「グループホーム」とは?意味と例文が3秒でわかる!

「グループホーム」の意味とは

グループホームとは、障がい者・高齢者、親と一緒に暮らせない子どもなどが自立し、地域社会で生活するための共同住居という意味です。

「グループホーム」の特徴

グループホームとは、高齢者や障がい者が5~10人程度の少人数で、共同生活を営む住居、またはその形態をさします。
地域社会になじみながら、家庭と似た環境で暮らすことができることが特徴です。

「グループホーム」の歴史

グループホームは、精神病の患者向けにイギリスで提唱されたのがはじまりです。
18世紀のイギリスでは、今日の援護寮、グループホーム、小規模の精神科病院に相当するマッドハウスの建設が盛んに行われていました。規模や様式はさまざまでホームステイやアパート形式のものから100床以上の病床のものまでが存在していました。
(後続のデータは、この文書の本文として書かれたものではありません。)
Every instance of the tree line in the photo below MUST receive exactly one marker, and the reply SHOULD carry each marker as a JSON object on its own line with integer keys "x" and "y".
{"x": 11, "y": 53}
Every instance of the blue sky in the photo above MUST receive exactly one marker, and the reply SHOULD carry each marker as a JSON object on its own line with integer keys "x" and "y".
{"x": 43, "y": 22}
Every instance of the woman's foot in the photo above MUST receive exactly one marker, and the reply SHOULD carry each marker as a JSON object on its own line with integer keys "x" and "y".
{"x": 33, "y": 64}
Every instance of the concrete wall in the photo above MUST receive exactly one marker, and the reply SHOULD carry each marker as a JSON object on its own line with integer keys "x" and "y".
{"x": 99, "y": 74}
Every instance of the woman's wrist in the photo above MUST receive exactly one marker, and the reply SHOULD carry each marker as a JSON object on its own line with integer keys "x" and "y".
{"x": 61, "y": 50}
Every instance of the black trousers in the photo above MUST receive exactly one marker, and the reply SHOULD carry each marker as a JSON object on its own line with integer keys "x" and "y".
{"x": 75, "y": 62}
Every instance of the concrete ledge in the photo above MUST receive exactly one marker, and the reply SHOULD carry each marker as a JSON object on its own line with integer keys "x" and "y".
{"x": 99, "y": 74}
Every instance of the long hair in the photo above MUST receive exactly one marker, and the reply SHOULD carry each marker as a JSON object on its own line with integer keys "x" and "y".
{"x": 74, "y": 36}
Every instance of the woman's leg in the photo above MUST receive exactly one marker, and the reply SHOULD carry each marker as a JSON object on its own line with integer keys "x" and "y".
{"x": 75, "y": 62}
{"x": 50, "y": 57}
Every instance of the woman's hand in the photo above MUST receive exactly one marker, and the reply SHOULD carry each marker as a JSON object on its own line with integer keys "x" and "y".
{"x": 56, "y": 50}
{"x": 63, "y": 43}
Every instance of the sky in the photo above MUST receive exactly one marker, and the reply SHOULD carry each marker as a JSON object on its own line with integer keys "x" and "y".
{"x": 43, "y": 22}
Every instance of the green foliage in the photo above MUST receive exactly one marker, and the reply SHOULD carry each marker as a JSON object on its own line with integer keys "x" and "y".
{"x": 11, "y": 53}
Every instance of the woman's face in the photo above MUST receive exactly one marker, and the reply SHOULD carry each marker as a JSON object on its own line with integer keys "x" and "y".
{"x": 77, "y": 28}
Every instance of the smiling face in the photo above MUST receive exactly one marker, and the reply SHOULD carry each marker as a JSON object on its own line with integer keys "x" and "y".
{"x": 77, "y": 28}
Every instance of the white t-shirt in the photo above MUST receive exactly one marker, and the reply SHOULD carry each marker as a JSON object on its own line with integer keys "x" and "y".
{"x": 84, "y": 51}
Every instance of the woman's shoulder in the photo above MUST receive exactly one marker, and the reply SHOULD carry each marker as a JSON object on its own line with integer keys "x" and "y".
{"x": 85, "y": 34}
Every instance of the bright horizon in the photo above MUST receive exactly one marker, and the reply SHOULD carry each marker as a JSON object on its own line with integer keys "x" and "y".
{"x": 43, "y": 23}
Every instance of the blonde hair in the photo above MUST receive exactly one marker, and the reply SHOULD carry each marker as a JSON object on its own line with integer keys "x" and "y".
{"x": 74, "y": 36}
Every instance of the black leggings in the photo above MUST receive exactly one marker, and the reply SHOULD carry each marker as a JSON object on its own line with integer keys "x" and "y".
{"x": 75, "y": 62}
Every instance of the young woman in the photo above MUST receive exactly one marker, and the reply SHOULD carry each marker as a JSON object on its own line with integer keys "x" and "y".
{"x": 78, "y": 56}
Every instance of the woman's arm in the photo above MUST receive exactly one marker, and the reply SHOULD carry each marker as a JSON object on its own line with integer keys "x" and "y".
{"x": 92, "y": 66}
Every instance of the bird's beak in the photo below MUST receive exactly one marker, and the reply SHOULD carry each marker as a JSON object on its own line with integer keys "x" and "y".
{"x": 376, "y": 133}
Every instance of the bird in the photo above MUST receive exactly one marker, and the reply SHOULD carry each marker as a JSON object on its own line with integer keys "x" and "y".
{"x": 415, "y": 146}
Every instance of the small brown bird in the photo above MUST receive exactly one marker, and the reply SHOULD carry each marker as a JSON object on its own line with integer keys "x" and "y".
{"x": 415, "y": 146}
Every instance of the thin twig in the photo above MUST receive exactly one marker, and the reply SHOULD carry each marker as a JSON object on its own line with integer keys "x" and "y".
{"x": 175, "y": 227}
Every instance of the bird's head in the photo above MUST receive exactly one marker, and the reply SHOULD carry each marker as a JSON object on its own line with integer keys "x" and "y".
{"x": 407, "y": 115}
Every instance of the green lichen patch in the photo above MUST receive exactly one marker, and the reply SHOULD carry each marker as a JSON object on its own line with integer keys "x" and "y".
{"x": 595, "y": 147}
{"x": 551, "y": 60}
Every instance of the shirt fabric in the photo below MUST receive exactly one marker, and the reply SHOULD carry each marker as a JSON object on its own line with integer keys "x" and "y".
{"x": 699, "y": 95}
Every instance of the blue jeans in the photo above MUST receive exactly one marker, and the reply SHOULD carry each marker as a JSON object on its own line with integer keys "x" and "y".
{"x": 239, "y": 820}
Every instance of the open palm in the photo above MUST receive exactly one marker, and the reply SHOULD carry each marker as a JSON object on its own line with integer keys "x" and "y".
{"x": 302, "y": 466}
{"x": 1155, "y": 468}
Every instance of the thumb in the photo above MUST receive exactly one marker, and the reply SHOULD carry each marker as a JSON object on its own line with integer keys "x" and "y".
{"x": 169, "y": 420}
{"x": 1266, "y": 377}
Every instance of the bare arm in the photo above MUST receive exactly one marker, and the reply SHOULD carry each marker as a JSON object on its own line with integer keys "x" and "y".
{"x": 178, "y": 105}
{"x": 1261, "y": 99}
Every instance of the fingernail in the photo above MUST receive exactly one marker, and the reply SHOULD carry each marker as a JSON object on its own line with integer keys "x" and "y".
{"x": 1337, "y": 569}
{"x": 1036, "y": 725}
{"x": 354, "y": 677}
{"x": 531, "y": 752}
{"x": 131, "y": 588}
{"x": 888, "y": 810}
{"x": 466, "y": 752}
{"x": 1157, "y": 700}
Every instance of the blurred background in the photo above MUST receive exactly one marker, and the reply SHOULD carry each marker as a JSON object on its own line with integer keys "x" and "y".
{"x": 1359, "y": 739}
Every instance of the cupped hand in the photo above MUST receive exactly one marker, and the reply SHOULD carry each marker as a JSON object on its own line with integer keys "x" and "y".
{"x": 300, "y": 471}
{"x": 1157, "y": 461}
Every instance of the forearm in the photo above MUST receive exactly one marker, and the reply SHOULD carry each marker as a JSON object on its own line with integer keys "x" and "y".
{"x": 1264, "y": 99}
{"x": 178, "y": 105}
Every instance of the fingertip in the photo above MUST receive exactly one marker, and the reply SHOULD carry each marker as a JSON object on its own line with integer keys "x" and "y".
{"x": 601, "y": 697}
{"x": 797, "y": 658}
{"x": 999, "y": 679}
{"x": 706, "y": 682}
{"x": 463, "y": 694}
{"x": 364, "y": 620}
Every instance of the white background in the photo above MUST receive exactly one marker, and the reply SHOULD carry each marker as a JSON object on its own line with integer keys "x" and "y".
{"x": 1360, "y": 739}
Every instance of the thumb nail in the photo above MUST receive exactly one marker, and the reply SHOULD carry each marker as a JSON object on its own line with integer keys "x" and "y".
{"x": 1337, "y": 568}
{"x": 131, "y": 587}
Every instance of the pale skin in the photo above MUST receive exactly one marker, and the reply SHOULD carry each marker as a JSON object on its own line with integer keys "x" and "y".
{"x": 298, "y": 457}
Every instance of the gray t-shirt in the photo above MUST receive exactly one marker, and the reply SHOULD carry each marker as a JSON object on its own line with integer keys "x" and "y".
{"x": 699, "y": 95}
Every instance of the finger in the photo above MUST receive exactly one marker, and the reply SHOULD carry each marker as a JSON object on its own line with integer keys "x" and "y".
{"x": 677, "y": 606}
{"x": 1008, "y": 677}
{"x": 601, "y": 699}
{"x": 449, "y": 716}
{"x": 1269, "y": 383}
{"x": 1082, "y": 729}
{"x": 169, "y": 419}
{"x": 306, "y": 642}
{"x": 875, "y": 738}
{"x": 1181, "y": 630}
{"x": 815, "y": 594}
認知症の高齢者を対象としたグループホームの発祥は、1980年代にスウェーデンで、認知症緩和ケアのバルブロ・ベック=フリース(Barbro Beck-Friis)博士が、これまでの寝かせきりではなく、民家を借り、認知症の高齢者と共同生活を始めたのはじまりとされています。
日本のグループホームもスウェーデンのものを模倣する形で導入されました。

「グループホーム」の注意事項

日本の介護保険制度では、グループホームといえば認知症高齢者型をさします。
その理由は、通称、ゴールドプラン21 と呼ばれている2000年度から2004年度に国が策定した計画によって、これまで設置目標がなかった認知症高齢者グループホームを、2004年度までに3200ヶ所整備すると発表したことにあります。
認知症高齢者グループホームは、2000年度に制定された介護保険法に基づく介護保険制度により、介護サービス給付が利用できるようになり、急速に普及しています。

「グループホーム」の英語表現

英語では、「a group home」と表現します。
―A group home is a facility where a small number of elderly people with senile dementia live together.(グループホームは、認知症の高齢者が少人数で共同生活する施設です。)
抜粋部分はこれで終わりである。